Sunday, 21 December 2014

Juniper’s Daughter: The Final War, A novel by Nick Armbrister

Juniper’s Daughter:
                    The Final War,

           A novel by Nick Armbrister

With a claw like hand she grabbed Sarah’s hands and quietly spoke in a voice with death hovering over it, “I don’t have much time, I’m dying and I feel pain now. I have waited many months now for you young innocents to come here. Tell me, did you know about her arrival, Juniper’s Daughter? She will soon be amongst us. She has special powers; she is a teacher, a healer, a spiritual guide. She is our last chance, before we all perish. She is here to stop that and to show us the way from evil and to protect us from Satan. You must watch out for her and work with her. Or we’re all doomed.”
   Sarah nodded, her eyes clouding over with tears that streamed down her cheeks, giving her pretty face a tragic look. Emotions she forgot she had filled her entire being – joy, love, pain, loss, hope, sadness and above all, a sense of humanity.
   “I know. I believe now what you say is true. I do,” cried Sarah.
   Silently, the old woman’s gaze stared into space and her grip on Sarah’s young hands lessened. She was gone from this horrible world to a better place full of unconditional love and forgiveness.
   The guys just stared into space, not able to understand their role in this or the reasons why, actors in a scene beyond their control in a script out of madness. In a calmness that bordered on the weird the three freedom fighters drove back out of Leeds, took a small side road to another abandoned village where they buried the unknown unnamed woman. For the first time since the civil war and nuclear exchange all three prayed to an uncaring God, asking for hope and forgiveness and for a lost soul to be taken into heaven. No epitaph was given, none was asked and no mere words would ever be enough for what had just happened – a reason now existed to live. It filled John, Lee and Sarah with something more than survival. They had to get back to Oldham to tell everyone, to be ready for this new visitor from an unknown place, who would do a role unknown. It had to be better than this evil world, right?

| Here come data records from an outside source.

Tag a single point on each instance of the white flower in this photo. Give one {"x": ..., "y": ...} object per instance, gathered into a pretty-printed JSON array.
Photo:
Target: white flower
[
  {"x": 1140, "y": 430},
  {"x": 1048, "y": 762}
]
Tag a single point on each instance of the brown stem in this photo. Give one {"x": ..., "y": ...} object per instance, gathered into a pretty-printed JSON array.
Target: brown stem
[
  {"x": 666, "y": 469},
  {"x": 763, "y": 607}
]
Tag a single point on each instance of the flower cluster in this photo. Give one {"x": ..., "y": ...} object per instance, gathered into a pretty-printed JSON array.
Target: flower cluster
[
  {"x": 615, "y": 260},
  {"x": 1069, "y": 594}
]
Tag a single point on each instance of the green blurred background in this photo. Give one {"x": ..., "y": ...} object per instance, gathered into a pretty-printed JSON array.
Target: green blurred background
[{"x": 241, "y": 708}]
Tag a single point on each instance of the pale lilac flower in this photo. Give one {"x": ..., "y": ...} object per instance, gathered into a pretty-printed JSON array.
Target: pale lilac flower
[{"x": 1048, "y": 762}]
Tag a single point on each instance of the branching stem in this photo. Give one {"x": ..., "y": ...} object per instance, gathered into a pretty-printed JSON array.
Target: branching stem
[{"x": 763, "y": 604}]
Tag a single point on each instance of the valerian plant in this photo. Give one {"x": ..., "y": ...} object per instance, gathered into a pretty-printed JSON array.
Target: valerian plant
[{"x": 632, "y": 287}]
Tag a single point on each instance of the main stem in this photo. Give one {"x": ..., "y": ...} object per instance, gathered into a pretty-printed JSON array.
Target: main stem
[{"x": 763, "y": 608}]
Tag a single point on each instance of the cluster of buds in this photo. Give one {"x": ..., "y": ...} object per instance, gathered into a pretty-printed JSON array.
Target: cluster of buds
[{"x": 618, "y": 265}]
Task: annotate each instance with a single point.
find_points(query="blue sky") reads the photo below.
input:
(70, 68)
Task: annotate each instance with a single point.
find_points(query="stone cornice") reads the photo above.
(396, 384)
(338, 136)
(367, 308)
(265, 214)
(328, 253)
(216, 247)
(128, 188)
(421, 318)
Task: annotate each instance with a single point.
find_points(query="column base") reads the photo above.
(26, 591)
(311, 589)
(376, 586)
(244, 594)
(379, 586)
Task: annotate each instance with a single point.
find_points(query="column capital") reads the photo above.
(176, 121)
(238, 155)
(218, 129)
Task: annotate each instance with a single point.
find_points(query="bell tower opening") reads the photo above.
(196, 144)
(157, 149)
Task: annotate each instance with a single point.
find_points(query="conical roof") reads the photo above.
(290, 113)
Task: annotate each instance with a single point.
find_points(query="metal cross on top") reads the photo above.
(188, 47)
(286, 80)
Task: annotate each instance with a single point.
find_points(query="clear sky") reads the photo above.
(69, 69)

   One last challenge remained on the winding moor road past the old battle scenes of the outgoing journey; an ambush was in place with more than just machine guns. The rocket-propelled grenade hit the armoured car on the turret side, exploding in a shower of sparks and flame and fragments. An expanding jet of gas penetrated the steel outer hull, burnt through the Kevlar inner armour and sprayed Lee with red-hot shrapnel wounding him in the upper right arm, right leg and cheek. He screamed like a wounded lion, attempting to slew the turret over despite his wounds and damage to the systems. The turret moved and jammed facing sideways, away from the hidden enemies ambush position, even so he fired both guns on full auto before passing out. His shells scythed through the air hitting nothing but trees and hillside, they never saw their attackers. Only one round was fired in revenge for earlier defeats but it was enough.
   Sarah kept driving her skill getting them away from the enemy, be it Satanists or war vets. She pulled over a mile and a half away. She quickly checked Lee out, applied a bandage to his arm, a tourniquet to his leg and a dressing to his check and gave him the okay. A shot of rare morphine would dull his pain.
   John readied his two rocket launchers. He programmed the display for long-range fragmentation to fire back at the position of their ambushers. This was like an old artillery bombardment on a grid square map reference, an area target with no forward observer calling down the fire. He checked the small computer in the driver’s position and got their exact location and entered it into the launchers. He worked out the enemy position and keyed it in too. Rockets would land there and kill anyone still there. Was the enemy complacent?
   Sarah joined John, holding a launcher pointing it up to the heavens. He gave a command and both fired together into the afternoon sky, whooshing rocket fire on a fleeing enemy. They fired every single round emptying the ammo boxes and used Lee’s launcher and supply of rockets. They’d never know if they killed their enemy but they certainly would have scared them. No one intended going back to check, not with a wounded man and a damaged armoured car that couldn’t fight back.
   The trip back was uneventful after that but on John’s and Sarah’s minds something stayed there, actions like this were meant to stop. Juniper’s Daughter would see to that, right? Peace replacing war?